There have been attacks on land and sea, by aerial bombardments throughout the country, leaving houses gutted and infrastructure destroyed. What we are witnessing is yet another useless war that will have innocent victims, that will leave many children orphaned and that will deprive many families of their loved ones. Only two days have passed and already the list of civilian targets destroyed, wounded, dead and those desperately trying to abandon everything and flee the country, is tremendously long. With more than 854,000 Ukrainians internally displaced, it is estimated that in the coming weeks 5 million civilians could be forced to flee the country in search of safety, not to mention the 100,000 people already evacuated from the Donetsk and Luhansk regions. This imperialist seizure of power will impact a whole population, who could lose all that is important to them.

This is an attack that does not take into account what has happened in the last two years, the critical and unstable conditions of that area and the entire planet, still struggling with medical and health crises that have not ended.

This conflict will likely destabilize Europe, in terms of international policy and internal security, and energy and migration issues. It will bring threats of physical, cybernetic and space attacks.

My appeal, in the light of the most recent events, is to defend the sovereignty of Ukraine and continue to proceed on the path of diplomacy and negotiation to avoid even more catastrophic consequences. We must engage in a search for peace, to stop destruction and death. We must reflect on the past and ensure tragic mistakes are not repeated in the days to come.

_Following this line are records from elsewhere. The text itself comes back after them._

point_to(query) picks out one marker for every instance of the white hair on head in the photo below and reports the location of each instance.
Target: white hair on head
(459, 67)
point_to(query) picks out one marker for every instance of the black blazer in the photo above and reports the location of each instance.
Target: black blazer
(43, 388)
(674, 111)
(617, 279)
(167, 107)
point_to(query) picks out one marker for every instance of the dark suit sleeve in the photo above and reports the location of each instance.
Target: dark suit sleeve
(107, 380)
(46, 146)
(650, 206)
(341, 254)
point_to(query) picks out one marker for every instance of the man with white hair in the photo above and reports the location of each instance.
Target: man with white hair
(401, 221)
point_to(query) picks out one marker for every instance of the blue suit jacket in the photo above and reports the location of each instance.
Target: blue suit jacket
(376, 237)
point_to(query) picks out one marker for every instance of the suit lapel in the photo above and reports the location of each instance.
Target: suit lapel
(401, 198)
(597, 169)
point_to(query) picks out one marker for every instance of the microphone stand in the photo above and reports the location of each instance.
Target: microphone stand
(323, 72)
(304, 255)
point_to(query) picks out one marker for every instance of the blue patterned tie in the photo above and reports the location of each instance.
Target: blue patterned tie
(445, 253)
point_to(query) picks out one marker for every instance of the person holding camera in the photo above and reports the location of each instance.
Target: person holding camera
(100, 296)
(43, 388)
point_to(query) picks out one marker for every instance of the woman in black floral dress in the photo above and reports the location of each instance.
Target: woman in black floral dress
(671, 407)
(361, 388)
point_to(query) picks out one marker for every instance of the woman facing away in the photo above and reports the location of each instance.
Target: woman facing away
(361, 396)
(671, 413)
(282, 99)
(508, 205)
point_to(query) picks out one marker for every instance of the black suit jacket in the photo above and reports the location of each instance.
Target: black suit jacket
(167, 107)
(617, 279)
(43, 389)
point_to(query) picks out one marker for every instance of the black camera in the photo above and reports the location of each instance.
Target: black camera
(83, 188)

We can all do our part by rallying around the Ukrainian people, by helping to give them a voice and to support humanitarian aid on their behalf, by calling on neighbouring states to keep the incoming borders open, and to support the Ukrainian people to get to safety. Our support and solidarity cannot fail to reach the Russian people, who are expressing their dissent against this unjustified war, risking arrest and torture.

I also join in the words spoken by Pope Francis during the last Angelus addressed to “those with political responsibilities to do a serious examination of conscience before God, who is the God of peace and not of war “.